Saturday 20 October 2012

TGFB (thank god for books)

first: a video -


did you read this book?

i read this book. when i was about 11 or so, and i loved it. and when this movie was released about a year or two later, i saw it, and loved it. harriet m. welsch, as a character, spoke to me. she was different, smart and quirky, and she was obsessive about observing life as she saw it. she wrote constantly.

basically, she was me.

i can say that harriet m. welsch was probably the first MG/YA heroine that i truly identified with, that i can remember. by the time i met harriet, i had already read a wrinkle in time, which stars my beloved meg murry, and roald dahl had already introduced me to matilda & charlie, but harriet was my girl.

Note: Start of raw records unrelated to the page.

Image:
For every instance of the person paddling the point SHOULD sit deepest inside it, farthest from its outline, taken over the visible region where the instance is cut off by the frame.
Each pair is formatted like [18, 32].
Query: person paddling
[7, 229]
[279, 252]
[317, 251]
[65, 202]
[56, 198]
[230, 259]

here's why i'm bringing this up.

i watched this movie this evening with my daughter, and not only is it still a poignant reference to life as a middling adolescent (and in general), but it still made me cry. i remember crying so hard when ole golly had to leave harriet, and when sport and janie wouldn't initially forgive her. but that was a million years ago, right? when i was 13!

and yet: the tears still came. and yet, i still melt when sport rushes out of the store, embarrassed because his friend had to help him so that he could afford groceries for the week. and yet i still hate marion hawthorne just a tad.

harriet the spy is one of very few books i remember falling in love with in my early adolescence. sure, i read all  the time, but there are probably five books at most that i remember reading until my eyes couldn't take it anymore and i finally succumbed to sleep. there are few books that, with a mere mention, shove me all the way back, back, back to twelve or thirteen year old me, holed up in my room with my nose in a book, wishing life was a bit more like the world i found between those beloved pages.


that's the beauty of books, though, isn't it?

they grab you and then they begin to live under your skin, and they speak to some internal part of you that never forgets their message.

and so when you're twenty-nine and have a child of your own, those memories can still grab hold of you and overwhelm you a bit.

thank god for books is all i can say.